Intro: A Quick Rant On Code Snippets
As a developer, code snippets and technical language are absolutely everywhere. They’re in developer docs, shared in messengers like Slack or Teams, written in productivity tools like Notion or Google Docs, they’re unfortunately still sent via email sometimes… and, of course, they’re in our IDEs.
These apps just aren’t well built to identify and handle this code, leading to a series of frustrating experiences as a user.
THE WORST experience is to encounter code snippets that are unlabeled, unclassified and not syntax highlighted 🤦♂️…and if I may say so myself, developers are often lazy and hence every day I see more and more of the latter.
Close behind in annoyance is SLOW DEVELOPER DOCS SITES.
And last but certainly not least, snippets that get lost in the avalanche of Slack/Team/Discord messages.
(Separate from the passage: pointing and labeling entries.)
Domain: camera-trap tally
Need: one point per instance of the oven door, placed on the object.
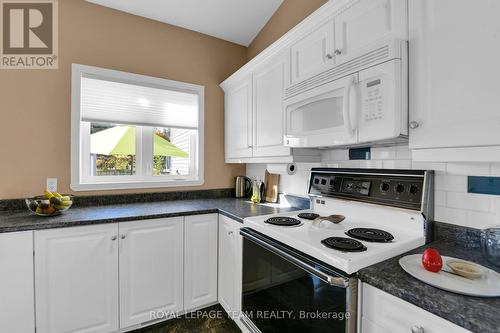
(284, 290)
(323, 116)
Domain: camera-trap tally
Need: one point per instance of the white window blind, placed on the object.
(108, 101)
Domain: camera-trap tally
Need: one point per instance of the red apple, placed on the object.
(431, 260)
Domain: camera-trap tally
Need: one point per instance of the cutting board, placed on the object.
(486, 286)
(271, 184)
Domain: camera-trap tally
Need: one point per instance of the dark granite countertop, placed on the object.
(477, 314)
(237, 209)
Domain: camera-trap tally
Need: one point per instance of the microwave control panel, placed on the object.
(373, 99)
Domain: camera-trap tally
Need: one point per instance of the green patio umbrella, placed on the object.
(120, 140)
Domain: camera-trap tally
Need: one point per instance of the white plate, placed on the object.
(486, 286)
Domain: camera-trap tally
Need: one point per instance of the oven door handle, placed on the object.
(331, 280)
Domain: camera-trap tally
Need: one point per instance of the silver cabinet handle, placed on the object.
(417, 329)
(414, 124)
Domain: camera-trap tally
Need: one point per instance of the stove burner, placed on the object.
(370, 235)
(335, 218)
(283, 221)
(308, 216)
(344, 244)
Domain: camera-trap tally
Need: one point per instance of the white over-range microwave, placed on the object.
(361, 101)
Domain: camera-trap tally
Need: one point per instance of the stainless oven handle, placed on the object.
(331, 280)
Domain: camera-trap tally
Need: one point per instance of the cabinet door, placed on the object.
(200, 261)
(238, 120)
(151, 269)
(76, 279)
(313, 53)
(229, 264)
(17, 313)
(367, 22)
(454, 99)
(382, 310)
(268, 87)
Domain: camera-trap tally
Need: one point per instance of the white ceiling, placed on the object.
(237, 21)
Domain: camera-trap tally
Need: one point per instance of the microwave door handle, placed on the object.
(346, 107)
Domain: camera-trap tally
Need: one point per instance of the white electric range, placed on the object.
(358, 217)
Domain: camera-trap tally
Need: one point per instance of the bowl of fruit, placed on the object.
(49, 204)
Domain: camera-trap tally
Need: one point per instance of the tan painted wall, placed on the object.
(35, 104)
(288, 15)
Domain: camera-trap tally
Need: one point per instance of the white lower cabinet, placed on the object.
(229, 264)
(108, 277)
(151, 269)
(17, 314)
(76, 279)
(200, 266)
(385, 313)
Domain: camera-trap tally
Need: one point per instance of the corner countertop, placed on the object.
(237, 209)
(477, 314)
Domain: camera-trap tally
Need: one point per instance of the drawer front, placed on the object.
(398, 316)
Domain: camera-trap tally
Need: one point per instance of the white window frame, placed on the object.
(79, 172)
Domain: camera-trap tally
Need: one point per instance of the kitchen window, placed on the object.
(134, 131)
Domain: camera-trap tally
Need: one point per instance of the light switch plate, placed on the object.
(52, 184)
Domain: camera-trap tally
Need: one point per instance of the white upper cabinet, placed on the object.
(454, 98)
(366, 22)
(76, 279)
(229, 264)
(200, 261)
(313, 53)
(17, 313)
(238, 120)
(268, 87)
(151, 269)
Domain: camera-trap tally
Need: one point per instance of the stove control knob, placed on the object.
(400, 188)
(417, 329)
(413, 189)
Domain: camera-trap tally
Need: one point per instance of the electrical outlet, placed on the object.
(52, 184)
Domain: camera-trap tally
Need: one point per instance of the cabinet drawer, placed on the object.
(398, 316)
Good luck finding that typescript snippet later, ESPECIALLY if it’s not classified or syntax highlighted.
Today, I’m throwing out some power tips on how to up your game when building a docsite, web app or chat bot that is going to be dealing with lots of code snippets, code editing, syntax highlighting and/or documentation.
The Classic Solutions — HighlightJS, PrismJS and CodeMirror
An old time favorite — HighlightJS — but it’s not without shortcomings…
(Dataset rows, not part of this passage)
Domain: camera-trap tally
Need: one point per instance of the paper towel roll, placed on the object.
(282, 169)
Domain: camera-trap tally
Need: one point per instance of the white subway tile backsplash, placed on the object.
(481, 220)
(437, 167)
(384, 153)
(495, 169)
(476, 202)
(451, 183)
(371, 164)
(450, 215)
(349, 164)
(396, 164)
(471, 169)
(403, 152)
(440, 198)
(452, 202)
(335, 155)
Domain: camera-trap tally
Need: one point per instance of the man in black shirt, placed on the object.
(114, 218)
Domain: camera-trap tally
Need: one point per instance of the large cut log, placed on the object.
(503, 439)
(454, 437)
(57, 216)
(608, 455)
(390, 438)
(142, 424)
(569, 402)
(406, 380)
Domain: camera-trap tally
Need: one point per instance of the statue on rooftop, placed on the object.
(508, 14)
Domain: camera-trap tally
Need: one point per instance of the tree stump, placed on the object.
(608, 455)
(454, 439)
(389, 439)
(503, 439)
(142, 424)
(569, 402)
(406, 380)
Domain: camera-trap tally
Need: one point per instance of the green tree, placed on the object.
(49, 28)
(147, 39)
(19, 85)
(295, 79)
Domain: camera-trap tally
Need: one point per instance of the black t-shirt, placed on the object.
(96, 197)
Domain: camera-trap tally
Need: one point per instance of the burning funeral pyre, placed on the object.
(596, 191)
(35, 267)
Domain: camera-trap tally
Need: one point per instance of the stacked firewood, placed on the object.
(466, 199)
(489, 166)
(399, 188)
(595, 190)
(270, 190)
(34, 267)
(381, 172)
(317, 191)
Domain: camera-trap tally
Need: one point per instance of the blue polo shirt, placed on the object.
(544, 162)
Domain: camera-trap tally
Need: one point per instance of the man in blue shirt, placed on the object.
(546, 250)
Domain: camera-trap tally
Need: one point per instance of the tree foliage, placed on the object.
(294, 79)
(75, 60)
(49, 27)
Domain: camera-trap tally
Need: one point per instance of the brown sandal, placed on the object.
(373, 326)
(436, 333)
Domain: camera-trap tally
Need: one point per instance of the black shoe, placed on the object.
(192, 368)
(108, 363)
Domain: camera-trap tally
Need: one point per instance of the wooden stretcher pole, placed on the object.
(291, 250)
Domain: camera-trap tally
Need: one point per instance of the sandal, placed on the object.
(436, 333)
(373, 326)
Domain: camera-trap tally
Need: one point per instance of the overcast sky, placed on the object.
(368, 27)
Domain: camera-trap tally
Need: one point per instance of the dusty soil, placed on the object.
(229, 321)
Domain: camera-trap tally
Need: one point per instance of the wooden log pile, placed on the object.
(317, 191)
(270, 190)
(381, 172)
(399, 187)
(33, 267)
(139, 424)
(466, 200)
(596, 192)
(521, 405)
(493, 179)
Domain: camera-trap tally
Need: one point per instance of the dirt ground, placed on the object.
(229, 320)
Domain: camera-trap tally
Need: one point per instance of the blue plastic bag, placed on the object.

For some context, earlier in my career I was building a messaging platform for my university and I REALLY wanted to add a feature where users could paste a code snippet into the send input, press send, and the system would automagically think, “Hey, this is isn’t natural language, it’s actually technical language,” and, “Not only is this code, but it’s actually Kotlin or Dart or Typescript,” and, “I should syntax highlight this and do some additional tagging/sanitization/security…”
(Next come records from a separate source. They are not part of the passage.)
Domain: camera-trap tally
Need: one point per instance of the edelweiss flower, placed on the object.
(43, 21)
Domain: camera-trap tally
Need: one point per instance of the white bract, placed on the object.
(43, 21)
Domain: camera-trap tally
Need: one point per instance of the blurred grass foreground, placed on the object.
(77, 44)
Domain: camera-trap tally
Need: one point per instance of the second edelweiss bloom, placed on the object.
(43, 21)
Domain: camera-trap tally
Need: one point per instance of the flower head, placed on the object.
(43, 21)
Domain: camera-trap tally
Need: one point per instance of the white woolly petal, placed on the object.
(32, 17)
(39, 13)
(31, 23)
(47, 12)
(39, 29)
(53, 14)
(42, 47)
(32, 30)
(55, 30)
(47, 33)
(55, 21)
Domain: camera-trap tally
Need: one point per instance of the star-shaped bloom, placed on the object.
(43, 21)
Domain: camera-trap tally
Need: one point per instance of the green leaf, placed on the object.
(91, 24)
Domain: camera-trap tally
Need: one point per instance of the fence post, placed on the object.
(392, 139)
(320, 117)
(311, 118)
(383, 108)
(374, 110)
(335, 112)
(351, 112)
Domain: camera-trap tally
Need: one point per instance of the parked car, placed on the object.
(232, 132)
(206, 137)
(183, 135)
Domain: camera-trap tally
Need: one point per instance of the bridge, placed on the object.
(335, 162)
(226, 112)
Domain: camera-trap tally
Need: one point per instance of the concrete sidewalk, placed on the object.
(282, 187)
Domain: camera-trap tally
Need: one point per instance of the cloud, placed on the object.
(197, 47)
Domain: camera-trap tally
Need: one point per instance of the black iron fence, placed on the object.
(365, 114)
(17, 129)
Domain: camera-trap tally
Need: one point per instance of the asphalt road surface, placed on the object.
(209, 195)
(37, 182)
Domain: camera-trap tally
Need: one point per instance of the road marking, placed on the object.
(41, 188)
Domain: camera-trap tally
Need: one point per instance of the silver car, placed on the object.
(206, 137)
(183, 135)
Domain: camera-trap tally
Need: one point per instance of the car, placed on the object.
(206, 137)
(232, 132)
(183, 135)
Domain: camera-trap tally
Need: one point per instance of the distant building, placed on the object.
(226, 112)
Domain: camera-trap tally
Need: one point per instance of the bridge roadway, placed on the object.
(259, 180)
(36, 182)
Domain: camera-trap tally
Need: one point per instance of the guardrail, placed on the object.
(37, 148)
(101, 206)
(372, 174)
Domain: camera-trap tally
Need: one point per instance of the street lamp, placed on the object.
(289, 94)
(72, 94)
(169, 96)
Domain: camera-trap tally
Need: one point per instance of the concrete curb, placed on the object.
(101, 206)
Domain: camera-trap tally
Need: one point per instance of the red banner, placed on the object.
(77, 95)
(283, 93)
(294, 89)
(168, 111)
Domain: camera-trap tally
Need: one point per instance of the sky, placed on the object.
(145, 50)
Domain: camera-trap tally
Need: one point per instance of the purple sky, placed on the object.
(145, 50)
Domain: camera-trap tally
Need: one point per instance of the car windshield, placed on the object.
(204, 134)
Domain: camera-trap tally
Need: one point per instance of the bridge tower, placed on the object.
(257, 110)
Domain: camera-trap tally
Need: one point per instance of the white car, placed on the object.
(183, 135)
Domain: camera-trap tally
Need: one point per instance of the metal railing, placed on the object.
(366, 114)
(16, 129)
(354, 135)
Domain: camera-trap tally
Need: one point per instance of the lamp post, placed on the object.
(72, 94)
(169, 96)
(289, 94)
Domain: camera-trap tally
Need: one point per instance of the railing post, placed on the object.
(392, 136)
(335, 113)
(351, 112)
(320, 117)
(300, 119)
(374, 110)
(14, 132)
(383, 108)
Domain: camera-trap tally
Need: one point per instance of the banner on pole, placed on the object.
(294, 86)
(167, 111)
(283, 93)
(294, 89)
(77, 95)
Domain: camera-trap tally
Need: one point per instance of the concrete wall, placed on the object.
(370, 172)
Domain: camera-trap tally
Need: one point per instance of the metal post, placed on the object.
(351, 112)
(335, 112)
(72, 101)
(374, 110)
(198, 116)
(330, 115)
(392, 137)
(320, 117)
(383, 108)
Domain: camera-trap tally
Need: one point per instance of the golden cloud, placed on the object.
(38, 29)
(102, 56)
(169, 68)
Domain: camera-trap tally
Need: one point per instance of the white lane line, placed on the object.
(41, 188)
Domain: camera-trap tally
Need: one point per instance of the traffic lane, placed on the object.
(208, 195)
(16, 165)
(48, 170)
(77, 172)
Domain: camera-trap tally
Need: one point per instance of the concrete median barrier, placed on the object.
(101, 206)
This would be an amazing experience for users sharing code in my communications platform. Truly, this would be magical for forums, blogs, comments and threads as well!
Alas, the code and technical language generated by our users was unstructured and unlabeled, and therefore oftentimes neither syntax-highlighted nor formatted. 😥
In search of a solution, HighlightJS stood out — it has Automatic Language Detection and Multi-Language Code Highlighting. That’s perfect, right!?
Well, somewhat…
Problem 1: You still need to know if the user input is code / technical language vs plain text / natural language. (This turns out to be quite difficult to solve, but there’s a solution below.)
Problem 2: If it’s code, you need to know what language it is, and then, of course, syntax highlight it!
HighlightJS does not solve Problem 1, and for Problem 2, HighlightJS can attempt to determine the coding language but at an expensive network and compute cost.
The caveat in solving Problem 2 is that HighlightJS introduces several megabytes when loading the Automatic Language Detection system. For reference, when you go to the HighlightJS website and download source for their default 34 languages, depending on your build process, you’ll likely end up adding ~1.6 Megabytes to your bundle size, and — yes, this is minified — for full language support, your bundle size clocks in at ~2.5 Megabytes. Further, when looking at HighlightJS’s Bundlephobia and taking into account variable network speeds, we’re looking at somewhere between 300 to ~5600 milliseconds.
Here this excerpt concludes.